Bush Claims of Small Business Tax Cuts Exaggerated
On a campaign trip to Michigan yesterday, President Bush echoed one of his familiar claims, saying "I want to remind people about is that the tax relief was geared toward small businesses...When you hear us talking about reducing all taxes on individuals, you really hear also the message that we're reducing taxes on small businesses." This statement is the most recent in a long line of similar assertions - an unscientific Lexis-Nexis search shows, that in just the three years since Bush became President, he and Vice
President Cheney have given at least 150 separate speeches claiming that their tax proposals are specifically geared to helping small business.
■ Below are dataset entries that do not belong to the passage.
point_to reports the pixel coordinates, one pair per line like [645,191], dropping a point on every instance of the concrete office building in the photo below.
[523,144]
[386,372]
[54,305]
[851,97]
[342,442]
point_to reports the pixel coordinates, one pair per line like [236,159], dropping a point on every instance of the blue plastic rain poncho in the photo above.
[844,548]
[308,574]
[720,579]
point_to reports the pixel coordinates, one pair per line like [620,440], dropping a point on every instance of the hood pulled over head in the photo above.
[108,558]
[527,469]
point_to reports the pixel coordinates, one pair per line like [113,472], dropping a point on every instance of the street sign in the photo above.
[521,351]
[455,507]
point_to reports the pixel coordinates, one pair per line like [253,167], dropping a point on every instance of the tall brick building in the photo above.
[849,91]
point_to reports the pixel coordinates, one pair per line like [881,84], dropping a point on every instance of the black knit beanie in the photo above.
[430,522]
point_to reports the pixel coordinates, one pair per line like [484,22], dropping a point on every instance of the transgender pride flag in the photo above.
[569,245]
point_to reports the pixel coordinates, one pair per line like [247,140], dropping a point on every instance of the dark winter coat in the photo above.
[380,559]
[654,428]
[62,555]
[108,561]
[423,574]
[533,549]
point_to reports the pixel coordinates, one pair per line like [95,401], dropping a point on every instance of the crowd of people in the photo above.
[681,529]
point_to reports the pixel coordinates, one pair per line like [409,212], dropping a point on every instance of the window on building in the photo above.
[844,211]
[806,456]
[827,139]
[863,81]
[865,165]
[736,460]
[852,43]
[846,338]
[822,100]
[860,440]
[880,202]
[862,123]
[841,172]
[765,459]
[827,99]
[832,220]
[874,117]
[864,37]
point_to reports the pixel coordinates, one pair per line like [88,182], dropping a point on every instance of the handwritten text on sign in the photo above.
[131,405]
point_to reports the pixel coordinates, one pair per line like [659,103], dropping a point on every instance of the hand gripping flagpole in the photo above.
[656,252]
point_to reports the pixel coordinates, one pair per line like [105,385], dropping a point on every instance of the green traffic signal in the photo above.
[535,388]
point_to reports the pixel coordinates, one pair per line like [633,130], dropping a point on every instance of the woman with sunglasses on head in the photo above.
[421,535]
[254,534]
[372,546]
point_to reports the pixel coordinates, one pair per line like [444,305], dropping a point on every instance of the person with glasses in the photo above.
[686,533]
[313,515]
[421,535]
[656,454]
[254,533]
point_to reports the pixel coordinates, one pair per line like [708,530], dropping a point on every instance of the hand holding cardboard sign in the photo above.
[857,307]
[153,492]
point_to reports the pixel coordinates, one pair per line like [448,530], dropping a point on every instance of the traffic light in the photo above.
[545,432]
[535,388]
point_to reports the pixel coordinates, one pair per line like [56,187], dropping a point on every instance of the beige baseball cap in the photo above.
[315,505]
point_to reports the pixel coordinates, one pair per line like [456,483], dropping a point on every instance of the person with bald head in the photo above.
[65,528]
But simple statistics show just how misleading these statements are. In talking about his 2001 tax cut, the President specifically promised that there would be "more than 17.4 million small business owners and entrepreneurs who stand to benefit from dropping the top rate from 39.6% to 33%" - the major piece of his proposal.
But according to nonpartisan analyses of IRS and Treasury Department data, just 3.7% of small business owners are subject to these top tax rates - meaning the rest receive almost nothing from the major piece of his plan. In other words, for every small business owner that benefits, there are 15 small business owners that do not. All told, small business owners "would be far more likely to receive no tax reduction whatsoever from the Administration's tax package than to benefit" in any way.
Similarly, in pushing for his second tax cut in 2003, the President said that "small businesses stand to gain a great deal" from his most recent tax cut proposals, because he said it would "give 23 million small business owners an average tax cut of $2,042."
In fact, "nearly four out of every five tax filers (79%) with small business income would receive less than this amount," according to the nonpartisan Urban Institute-Brookings Institution Tax Policy Center. Additionally, "52% of people with small business returns would get $500 or less." The President produced the $2,042 average figure by deceptively averaging the large tax cuts that would go to a small number of wealthy individuals who have some small business income with the miniscule (if any) tax cuts that would go to millions of more typical small business people.